The press is full of e-commerce this and e-commerce that. There is considerable talk about how e-commerce will restructure the economy with change sweeping through market after market. But, really, how urgent is it for a firm to develop its e-commerce strategy and tactics?
The good news is that it will be months or years before many firms will be forced to change. The bad news is that many firms will need even more months or years to get ready for the changes. This column is my explanation of the good and bad e-commerce news.
Any significant technology takes something like 20 years to go from the first
research glimmers in the lab to saturated acceptance in the market. The commercial use of Internet technology is about 10 years old, so we’re half-way to saturation. It’s now highly visible and its acceptance has begun to take-off, but penetration has not been uniform. It’s important to understand, on a market-by-market basis, the differing penetration rate of e-commerce.
There is a natural evolution of corporate e-commerce. It starts with providing information for customers on the firm’s Web site. The second stage sees the firm providing customer interaction, typically taking orders and answering questions. Third, the firm develops extensions to its current products and services. Finally, new offers will be developed, providing new combinations of goods and services, addressing the needs of new markets.

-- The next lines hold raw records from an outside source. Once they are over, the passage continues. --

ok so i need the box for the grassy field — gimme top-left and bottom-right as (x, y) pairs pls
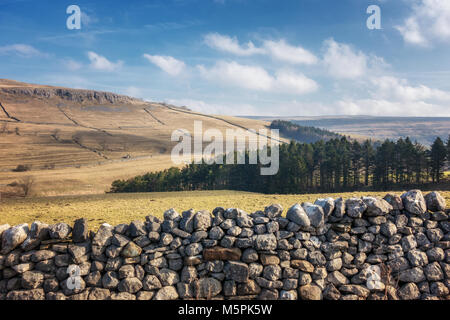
(1, 190), (448, 230)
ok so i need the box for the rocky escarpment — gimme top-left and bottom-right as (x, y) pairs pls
(0, 87), (142, 105)
(0, 190), (448, 300)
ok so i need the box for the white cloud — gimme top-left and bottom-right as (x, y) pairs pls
(204, 33), (264, 56)
(322, 38), (368, 79)
(204, 33), (317, 65)
(0, 44), (44, 58)
(198, 61), (318, 94)
(396, 0), (450, 46)
(370, 76), (450, 102)
(87, 51), (123, 71)
(198, 61), (273, 91)
(263, 39), (318, 65)
(143, 54), (186, 76)
(333, 75), (450, 116)
(273, 71), (319, 94)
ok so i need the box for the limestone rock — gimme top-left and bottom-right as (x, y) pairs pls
(48, 223), (72, 239)
(224, 261), (249, 283)
(314, 198), (335, 218)
(299, 284), (322, 300)
(154, 286), (179, 300)
(121, 242), (142, 258)
(345, 198), (367, 218)
(401, 190), (427, 216)
(362, 197), (393, 216)
(254, 234), (277, 251)
(301, 203), (325, 228)
(1, 224), (29, 254)
(286, 204), (310, 227)
(424, 191), (446, 212)
(21, 221), (49, 251)
(72, 218), (89, 243)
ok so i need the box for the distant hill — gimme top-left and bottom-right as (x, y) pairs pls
(269, 120), (342, 143)
(240, 115), (450, 146)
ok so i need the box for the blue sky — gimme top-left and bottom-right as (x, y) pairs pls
(1, 0), (450, 116)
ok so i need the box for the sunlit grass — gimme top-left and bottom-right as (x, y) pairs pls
(0, 190), (448, 230)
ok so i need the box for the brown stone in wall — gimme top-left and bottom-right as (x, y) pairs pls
(203, 247), (241, 261)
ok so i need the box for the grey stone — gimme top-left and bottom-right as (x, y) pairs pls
(299, 284), (322, 300)
(154, 286), (179, 300)
(254, 234), (277, 251)
(407, 250), (428, 267)
(398, 267), (425, 283)
(118, 264), (135, 279)
(263, 265), (281, 281)
(242, 248), (258, 263)
(264, 204), (283, 219)
(426, 247), (445, 262)
(197, 277), (222, 298)
(121, 242), (142, 258)
(1, 224), (29, 254)
(163, 208), (180, 221)
(143, 274), (162, 290)
(21, 221), (49, 251)
(185, 243), (202, 256)
(383, 193), (404, 210)
(72, 218), (88, 243)
(21, 271), (44, 289)
(286, 204), (310, 228)
(32, 250), (56, 262)
(179, 209), (195, 233)
(92, 223), (113, 248)
(345, 198), (367, 218)
(6, 288), (45, 300)
(424, 262), (444, 281)
(118, 277), (142, 293)
(301, 203), (325, 228)
(48, 223), (71, 239)
(128, 220), (146, 238)
(314, 198), (335, 218)
(224, 261), (249, 283)
(401, 190), (427, 216)
(236, 210), (253, 228)
(333, 198), (346, 218)
(398, 282), (420, 300)
(424, 191), (446, 212)
(362, 197), (392, 216)
(194, 210), (211, 231)
(158, 268), (180, 286)
(209, 226), (225, 240)
(380, 221), (397, 237)
(102, 271), (119, 289)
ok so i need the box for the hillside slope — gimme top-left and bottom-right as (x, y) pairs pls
(0, 79), (281, 197)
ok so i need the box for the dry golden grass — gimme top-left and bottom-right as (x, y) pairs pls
(1, 190), (448, 230)
(0, 79), (287, 197)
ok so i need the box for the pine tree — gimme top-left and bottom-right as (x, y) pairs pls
(430, 137), (447, 183)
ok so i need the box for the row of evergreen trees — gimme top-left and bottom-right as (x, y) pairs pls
(110, 135), (450, 194)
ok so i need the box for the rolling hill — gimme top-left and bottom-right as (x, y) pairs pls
(0, 79), (282, 197)
(242, 115), (450, 146)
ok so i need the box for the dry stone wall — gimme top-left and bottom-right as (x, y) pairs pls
(0, 190), (448, 300)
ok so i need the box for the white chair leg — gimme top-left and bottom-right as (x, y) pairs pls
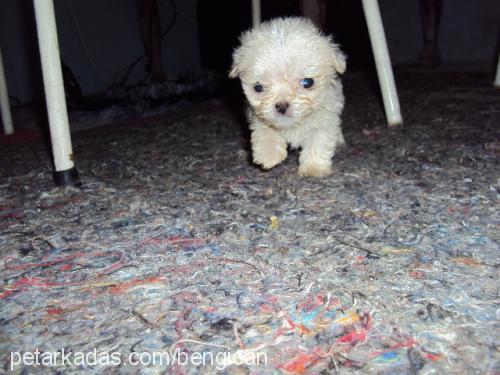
(0, 47), (14, 135)
(252, 0), (261, 27)
(495, 52), (500, 88)
(361, 0), (403, 126)
(33, 0), (80, 185)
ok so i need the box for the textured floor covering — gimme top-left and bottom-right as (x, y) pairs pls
(0, 71), (499, 374)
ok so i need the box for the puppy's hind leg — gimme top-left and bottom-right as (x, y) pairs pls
(250, 121), (288, 170)
(298, 128), (339, 177)
(333, 125), (346, 148)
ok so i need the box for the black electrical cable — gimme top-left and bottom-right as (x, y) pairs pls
(160, 0), (178, 39)
(120, 0), (177, 87)
(8, 96), (21, 106)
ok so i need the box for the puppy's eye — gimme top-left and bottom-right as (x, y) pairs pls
(254, 83), (264, 93)
(300, 78), (314, 89)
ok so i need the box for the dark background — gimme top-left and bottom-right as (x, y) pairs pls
(198, 0), (374, 72)
(0, 0), (499, 104)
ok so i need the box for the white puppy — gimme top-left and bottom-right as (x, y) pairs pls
(230, 17), (346, 177)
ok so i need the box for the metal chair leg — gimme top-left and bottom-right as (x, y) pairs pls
(362, 0), (403, 126)
(33, 0), (80, 186)
(252, 0), (261, 27)
(0, 47), (13, 135)
(494, 52), (500, 88)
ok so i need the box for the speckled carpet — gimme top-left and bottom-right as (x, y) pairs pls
(1, 71), (498, 374)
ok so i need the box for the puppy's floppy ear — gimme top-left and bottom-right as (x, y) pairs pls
(329, 42), (347, 74)
(229, 47), (243, 78)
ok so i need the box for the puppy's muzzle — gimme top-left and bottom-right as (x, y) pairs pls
(275, 101), (290, 115)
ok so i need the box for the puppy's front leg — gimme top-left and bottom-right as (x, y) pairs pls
(250, 122), (287, 170)
(298, 131), (337, 177)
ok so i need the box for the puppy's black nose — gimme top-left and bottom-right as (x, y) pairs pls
(275, 102), (289, 115)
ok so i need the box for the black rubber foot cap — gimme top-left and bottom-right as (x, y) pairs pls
(53, 167), (81, 187)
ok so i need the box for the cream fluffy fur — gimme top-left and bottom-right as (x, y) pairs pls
(230, 17), (346, 177)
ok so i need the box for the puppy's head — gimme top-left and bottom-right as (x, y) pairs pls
(230, 17), (346, 128)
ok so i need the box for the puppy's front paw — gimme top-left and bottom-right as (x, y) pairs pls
(336, 133), (346, 148)
(253, 141), (287, 170)
(298, 163), (332, 177)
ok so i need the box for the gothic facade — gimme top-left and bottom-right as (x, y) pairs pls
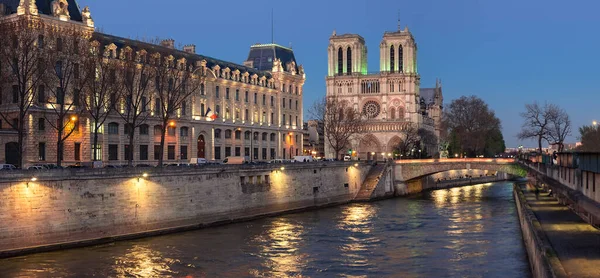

This progression from brochureware (passive information provision) to new
e-businesses will take considerably less than the broad 20 year pace of change. This mini-evolution within an industry typically takes less than 10 years. Within 10 years after the brochureware becomes common, the last potential market participants will need to have their new e-business offers available on the web. The real problems start to come up during the second stage.

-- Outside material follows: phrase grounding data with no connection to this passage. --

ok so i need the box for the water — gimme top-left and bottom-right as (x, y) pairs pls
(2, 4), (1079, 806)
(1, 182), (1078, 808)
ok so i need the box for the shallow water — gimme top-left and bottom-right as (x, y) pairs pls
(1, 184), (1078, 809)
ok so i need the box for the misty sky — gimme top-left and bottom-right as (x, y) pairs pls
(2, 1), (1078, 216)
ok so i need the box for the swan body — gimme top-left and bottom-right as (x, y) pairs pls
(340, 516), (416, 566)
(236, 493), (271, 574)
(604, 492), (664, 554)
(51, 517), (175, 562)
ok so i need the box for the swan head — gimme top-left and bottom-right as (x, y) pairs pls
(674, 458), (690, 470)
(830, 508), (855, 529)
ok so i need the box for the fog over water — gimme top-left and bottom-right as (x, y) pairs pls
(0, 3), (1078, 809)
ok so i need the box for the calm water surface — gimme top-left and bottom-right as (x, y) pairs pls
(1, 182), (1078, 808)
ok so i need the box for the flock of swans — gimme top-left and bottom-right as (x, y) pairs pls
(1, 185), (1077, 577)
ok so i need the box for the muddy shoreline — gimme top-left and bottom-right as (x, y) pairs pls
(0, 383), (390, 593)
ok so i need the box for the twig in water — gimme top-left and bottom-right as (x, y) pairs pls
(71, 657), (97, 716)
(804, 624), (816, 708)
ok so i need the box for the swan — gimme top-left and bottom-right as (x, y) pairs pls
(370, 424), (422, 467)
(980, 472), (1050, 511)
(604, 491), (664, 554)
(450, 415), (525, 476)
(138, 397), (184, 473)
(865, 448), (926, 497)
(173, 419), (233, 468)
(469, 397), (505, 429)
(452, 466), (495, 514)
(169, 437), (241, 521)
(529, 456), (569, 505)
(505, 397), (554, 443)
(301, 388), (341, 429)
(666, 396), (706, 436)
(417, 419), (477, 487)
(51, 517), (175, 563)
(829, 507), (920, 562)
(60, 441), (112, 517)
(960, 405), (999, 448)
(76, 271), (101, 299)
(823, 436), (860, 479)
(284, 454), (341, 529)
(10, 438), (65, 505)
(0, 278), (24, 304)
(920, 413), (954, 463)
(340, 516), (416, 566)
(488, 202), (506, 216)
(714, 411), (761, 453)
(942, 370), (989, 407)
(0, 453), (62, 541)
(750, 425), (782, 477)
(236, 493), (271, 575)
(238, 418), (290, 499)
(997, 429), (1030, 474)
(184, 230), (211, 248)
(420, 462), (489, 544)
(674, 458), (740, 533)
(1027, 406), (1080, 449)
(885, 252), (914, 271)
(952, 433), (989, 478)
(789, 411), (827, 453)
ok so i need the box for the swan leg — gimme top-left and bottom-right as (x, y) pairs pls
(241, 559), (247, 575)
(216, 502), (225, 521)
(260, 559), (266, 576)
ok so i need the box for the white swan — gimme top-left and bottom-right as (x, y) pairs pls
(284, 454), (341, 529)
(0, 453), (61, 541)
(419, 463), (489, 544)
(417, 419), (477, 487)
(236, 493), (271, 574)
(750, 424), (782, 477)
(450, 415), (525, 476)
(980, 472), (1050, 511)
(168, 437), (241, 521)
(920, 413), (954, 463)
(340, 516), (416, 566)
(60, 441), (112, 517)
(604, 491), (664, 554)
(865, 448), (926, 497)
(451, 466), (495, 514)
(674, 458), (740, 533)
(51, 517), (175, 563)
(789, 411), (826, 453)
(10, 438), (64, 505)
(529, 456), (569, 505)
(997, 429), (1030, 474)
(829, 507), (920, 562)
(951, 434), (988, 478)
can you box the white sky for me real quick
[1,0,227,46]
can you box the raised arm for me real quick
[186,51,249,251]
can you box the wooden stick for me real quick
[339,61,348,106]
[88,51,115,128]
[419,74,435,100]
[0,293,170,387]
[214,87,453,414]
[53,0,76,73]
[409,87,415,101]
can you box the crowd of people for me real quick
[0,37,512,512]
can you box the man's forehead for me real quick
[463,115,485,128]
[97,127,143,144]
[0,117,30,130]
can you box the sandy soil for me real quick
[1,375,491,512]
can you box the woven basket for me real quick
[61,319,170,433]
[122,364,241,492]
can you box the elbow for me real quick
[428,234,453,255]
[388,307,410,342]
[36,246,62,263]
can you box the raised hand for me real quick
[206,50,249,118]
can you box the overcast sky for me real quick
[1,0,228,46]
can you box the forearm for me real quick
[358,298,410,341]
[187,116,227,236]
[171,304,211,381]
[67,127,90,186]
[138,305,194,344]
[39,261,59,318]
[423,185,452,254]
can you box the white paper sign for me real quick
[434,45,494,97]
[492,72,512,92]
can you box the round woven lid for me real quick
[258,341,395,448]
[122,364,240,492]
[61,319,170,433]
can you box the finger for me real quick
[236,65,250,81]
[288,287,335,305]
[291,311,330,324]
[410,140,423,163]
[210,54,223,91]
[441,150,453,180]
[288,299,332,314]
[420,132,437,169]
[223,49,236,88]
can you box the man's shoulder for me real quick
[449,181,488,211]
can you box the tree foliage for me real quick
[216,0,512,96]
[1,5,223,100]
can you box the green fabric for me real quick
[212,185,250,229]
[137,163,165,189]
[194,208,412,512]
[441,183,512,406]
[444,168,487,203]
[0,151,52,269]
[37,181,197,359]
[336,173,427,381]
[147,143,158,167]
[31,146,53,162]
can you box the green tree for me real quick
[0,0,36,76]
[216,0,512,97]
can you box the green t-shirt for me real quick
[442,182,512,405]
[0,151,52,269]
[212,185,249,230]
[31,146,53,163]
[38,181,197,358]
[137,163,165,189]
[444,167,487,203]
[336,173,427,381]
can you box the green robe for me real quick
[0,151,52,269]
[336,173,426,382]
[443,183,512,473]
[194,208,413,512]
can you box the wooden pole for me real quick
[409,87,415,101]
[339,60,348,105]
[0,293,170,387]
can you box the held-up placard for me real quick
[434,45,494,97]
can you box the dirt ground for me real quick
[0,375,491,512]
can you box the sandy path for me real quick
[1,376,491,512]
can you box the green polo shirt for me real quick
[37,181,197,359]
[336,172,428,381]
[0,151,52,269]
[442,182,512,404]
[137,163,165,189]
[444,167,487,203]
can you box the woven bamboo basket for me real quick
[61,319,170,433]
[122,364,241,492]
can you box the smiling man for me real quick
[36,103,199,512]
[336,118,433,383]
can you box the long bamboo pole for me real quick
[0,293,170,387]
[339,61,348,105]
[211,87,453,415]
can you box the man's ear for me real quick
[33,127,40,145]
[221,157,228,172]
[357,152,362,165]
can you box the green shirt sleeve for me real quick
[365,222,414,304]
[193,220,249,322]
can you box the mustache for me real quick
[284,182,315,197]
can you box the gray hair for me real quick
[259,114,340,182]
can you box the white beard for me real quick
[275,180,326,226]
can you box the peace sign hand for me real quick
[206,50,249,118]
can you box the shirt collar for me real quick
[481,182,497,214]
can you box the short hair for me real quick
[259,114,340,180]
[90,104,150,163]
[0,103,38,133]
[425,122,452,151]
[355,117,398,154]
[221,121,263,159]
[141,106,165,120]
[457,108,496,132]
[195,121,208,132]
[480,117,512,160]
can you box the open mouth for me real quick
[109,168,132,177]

On one level it sounds like a simple process: interact with customers on the Web to take orders, provide order status information and respond to product support queries. The real challenge is that this requires a level of customer intimacy that will be distinctly uncomfortable for many specialists in our organizations. Customer intimacy is great, but only if the new intimate experience is one that does not repel the customer.
And it’s not just intimacy. It’s also a growing customer expectation of a seamless experience in dealing with firms. Customers expect to deal with one firm, not a number of departments that are unwilling or unable to talk to each other. It may sound simple, but this integration issue was one of the major stumbling blocks on the path to enterprise resource planning. This process rips out the buffers which insulated departments from the concerns across different departments. Such insulation can be very comforting.

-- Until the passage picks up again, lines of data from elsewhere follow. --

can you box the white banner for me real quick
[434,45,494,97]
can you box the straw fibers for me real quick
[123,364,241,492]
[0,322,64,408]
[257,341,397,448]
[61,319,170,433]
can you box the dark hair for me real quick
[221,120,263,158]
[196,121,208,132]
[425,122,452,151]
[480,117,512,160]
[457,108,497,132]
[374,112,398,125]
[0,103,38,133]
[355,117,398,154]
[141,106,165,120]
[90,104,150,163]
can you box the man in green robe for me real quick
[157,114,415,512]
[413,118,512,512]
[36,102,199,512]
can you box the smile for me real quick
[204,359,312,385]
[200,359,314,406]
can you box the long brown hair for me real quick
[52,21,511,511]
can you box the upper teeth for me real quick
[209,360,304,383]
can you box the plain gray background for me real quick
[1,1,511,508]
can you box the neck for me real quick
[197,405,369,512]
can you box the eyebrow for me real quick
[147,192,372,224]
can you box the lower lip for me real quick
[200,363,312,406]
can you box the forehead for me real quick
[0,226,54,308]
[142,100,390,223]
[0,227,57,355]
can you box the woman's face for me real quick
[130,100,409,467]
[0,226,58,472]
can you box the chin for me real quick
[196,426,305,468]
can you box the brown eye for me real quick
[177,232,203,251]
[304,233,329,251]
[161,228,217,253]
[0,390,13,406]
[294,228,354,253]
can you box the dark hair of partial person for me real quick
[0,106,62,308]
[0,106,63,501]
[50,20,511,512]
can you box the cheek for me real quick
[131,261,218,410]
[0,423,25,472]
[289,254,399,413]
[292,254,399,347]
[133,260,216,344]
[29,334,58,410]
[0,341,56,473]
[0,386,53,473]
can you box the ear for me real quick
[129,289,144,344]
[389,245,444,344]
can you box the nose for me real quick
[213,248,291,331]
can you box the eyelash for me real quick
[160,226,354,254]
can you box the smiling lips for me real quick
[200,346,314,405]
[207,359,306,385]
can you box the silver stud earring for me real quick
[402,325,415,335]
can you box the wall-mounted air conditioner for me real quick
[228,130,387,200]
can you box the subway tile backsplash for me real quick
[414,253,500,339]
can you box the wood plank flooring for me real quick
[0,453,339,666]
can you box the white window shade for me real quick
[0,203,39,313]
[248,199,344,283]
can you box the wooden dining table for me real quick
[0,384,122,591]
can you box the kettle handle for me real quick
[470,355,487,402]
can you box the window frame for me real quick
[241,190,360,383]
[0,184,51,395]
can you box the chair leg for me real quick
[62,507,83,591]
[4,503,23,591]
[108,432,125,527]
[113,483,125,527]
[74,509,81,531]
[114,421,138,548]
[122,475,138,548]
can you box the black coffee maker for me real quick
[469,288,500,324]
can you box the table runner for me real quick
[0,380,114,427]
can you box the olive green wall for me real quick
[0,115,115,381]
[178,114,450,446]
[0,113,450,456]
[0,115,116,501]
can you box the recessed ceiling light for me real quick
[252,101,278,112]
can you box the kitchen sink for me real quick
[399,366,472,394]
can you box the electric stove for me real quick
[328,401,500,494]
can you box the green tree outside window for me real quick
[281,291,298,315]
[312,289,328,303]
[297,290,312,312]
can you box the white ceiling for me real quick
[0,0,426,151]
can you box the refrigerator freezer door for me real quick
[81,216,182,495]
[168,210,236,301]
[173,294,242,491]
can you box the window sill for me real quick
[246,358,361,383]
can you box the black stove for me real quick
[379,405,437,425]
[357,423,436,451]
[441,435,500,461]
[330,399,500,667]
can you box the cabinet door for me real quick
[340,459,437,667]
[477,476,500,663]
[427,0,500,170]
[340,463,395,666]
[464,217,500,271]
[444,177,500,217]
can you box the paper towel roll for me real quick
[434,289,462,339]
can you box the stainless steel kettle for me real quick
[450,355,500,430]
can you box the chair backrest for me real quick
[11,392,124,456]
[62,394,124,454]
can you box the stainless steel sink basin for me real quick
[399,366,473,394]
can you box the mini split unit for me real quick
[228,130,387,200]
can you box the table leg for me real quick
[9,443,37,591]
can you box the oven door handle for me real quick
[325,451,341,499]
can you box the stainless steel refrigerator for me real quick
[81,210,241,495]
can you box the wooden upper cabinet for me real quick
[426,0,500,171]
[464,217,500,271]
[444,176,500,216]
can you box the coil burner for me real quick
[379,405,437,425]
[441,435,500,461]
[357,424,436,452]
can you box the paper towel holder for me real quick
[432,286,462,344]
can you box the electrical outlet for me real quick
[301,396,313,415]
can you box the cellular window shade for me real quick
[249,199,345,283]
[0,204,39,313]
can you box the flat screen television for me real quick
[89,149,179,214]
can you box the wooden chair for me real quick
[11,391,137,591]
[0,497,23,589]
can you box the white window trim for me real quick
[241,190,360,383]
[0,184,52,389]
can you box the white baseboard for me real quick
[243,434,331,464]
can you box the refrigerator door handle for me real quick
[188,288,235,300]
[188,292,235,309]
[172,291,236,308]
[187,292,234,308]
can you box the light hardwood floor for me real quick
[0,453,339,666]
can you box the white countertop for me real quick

Offering positive customer intimacy and seamless customer experience will be a major challenge for many firms. How long you have depends on the current state of your market. If brochureware is now the norm in your industry, expect a growing demand for seamless intimacy in a few months or a very few years. The good news is that most firms will have months or years before they must provide that new level of customer service. The bad news is that the time required to deliver that service may exceed the time remaining.
E-commerce may not be a next month, or even next year, kind of thing. It’s not urgent, urgent! But it will be central to an often painful and essential move towards providing customer intimacy and a seamless customer experience. Not urgent, but very important. And making sure the important things get done is critical to long-term survival.